Tandem-rotor (dual rotor lift) helicopters come in variants, such as front/back configurations where the rotors spin on parallel planes set apart at different heights – for example, see the old Piasecki YH-16 Transporter. Other helicopter rotors have a coaxial or “stacked” design, sharing the same rotor mast – see the Kamov KA-26 Hoodlum. This Kaman helicopter has two rotors that sit side-by-side, tilted away from each other but whose planes of rotation intersect. So, the rotors are timed in order to inter-mesh while spinning. One notable feat for a later derivative of the Huskie model is that it became the world’s first twin-turbine helicopter.
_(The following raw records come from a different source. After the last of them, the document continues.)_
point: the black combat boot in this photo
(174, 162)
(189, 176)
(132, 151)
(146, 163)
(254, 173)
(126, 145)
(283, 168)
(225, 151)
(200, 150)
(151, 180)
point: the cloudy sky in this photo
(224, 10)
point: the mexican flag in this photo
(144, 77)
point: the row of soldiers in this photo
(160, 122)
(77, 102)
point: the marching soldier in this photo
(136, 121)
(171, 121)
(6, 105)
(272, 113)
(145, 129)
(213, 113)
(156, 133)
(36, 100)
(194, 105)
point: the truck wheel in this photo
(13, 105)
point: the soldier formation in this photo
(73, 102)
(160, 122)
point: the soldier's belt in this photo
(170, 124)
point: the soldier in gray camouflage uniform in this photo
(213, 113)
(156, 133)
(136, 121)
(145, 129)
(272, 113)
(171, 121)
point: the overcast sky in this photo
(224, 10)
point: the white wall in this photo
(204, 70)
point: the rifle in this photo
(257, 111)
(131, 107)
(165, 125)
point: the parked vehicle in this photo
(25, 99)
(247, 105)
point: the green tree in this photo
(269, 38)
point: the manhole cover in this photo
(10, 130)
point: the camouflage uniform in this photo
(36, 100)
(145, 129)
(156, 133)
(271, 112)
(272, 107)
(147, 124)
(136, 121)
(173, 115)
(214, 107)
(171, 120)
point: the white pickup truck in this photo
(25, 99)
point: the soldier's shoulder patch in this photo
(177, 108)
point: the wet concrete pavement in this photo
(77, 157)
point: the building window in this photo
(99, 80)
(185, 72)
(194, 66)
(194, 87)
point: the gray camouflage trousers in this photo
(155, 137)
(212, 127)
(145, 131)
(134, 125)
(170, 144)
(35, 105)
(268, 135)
The first flight of this helicopter was in 1953 and eventually 193 were produced, serving in search-and-rescue and aircraft firefighting, primarily for the US Air Force, Navy, and Marines. In January 2019 I am informed by a Kaman employee that at least two of these helicopters are still in service somewhere in the world.
My model bears the livery colors of USAF search-and-rescue, and features gull-wing doors at the rear and an unblocked internal cabin area. I added some decals to the model, as shown in some of the pictures.
My model is 206 Lego elements. The picture of the actual machine is by the New England Air Museum (NEAM). The Wikipedia entry on the HH-43 lists nearly 20 air museums where a Kaman HH-43 Huskie is on display.